Hicks surprised me by spending some time on the conscience as well:
Classical education…cannot hope to achieve its lofty aims without laying great emphasis upon the development of conscience in the student.
Do you remember that Charlotte said that children are not born with mature consciences, but only the potential of a good conscience? That consciences must be developed and informed? Hicks says something similar:
[Conscience] is an aprioric human potential that either builds muscle or atrophies…
Charlotte believed children should only be offered the best ideas. They should not be fed twaddlish books which insult their intelligence and appeal to their passions, nor should they be fed bad ideas, because every idea is a seed which grows up to bear fruit. Hicks mentions that this protection for children reaches back at least to Cicero and Isokrates:
Whatever fails to evoke and develop a lively conscience in himself and in his students is, so far as he is concerned, banal, mediocre, devoid of style, and empty of meaning and value.
I spent a bit of time pondering that quote. Do I as teacher protect my own conscience in this way? Do I, for instance, select movies in light of the fact that I myself have a soul? Sometimes we mothers forget ourselves in caring for our children, do we not?
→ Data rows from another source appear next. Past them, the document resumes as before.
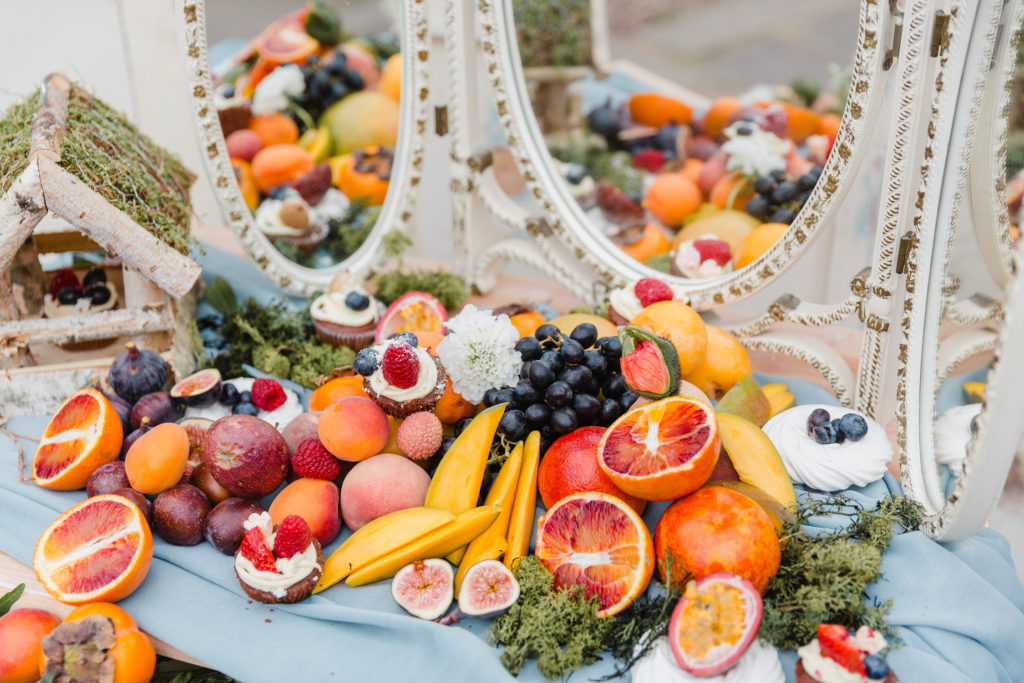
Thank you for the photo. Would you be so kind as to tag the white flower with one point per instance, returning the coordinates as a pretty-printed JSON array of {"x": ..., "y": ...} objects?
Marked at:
[
  {"x": 271, "y": 93},
  {"x": 478, "y": 352}
]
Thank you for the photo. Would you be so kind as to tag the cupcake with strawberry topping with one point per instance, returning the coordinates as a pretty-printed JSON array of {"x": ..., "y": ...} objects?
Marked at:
[
  {"x": 400, "y": 376},
  {"x": 278, "y": 564},
  {"x": 705, "y": 257},
  {"x": 841, "y": 655},
  {"x": 626, "y": 303}
]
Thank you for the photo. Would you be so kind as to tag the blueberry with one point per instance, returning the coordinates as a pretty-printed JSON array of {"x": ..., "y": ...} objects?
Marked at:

Charlotte also wanted the children to be excited about their learning, to take joy in their lessons. She believed in the fully involved learner, with attention completely engaged, and she knew that it was only in grappling with ideas that this was possible. Likewise, Hicks says:
Man’s knowledge is without value to him unless he reaches it dialectically–unless it animates his body, indwells his mind, and possesses his soul.
The connections between Hicks and Mason amazed me, even though I take it for granted that Charlotte was a classical educator.
Granted, Hicks says a lot that Charlotte doesn’t say (or, at least, I think she doesn’t–I haven’t read School Education yet), it is apparent to me that Charlotte existed within a great tradition, and that the tradition, though battered by modernism and almost torn asunder by a tyrannizing science, is alive and well, and growing not just with the classical movement, but with the Charlotte Mason Education movement, too.
Someday, I hope we realize that classicism and CM can inform each other, complement each other, strengthen each other, and hold hands, rejoicing in the triumph of a truly glorious philosophy of education.
2 Comments
Lynn,
What good news! To be honest, even though I know we are supposed to map out a plan for the whole education, I haven’t actually done that, and so I’ve only glanced at the upper years of Ambleside a time or two. I am thrilled to hear that Hicks was an inspiration for it!
I flipped through N&N and noticed that his suggested course of study was for the upper years. This makes me wonder what he expected for children under 11. Perhaps he was even more like Charlotte than I realized? Hmmm…
Yes, bravo, yes. Hicks and Mason are branches of the same vine.
This is why we felt free to draw on Hicks’ wisdom when we designed the upper years of Ambleside Online (with his blessing). Stitching them together made a pretty smooth seam.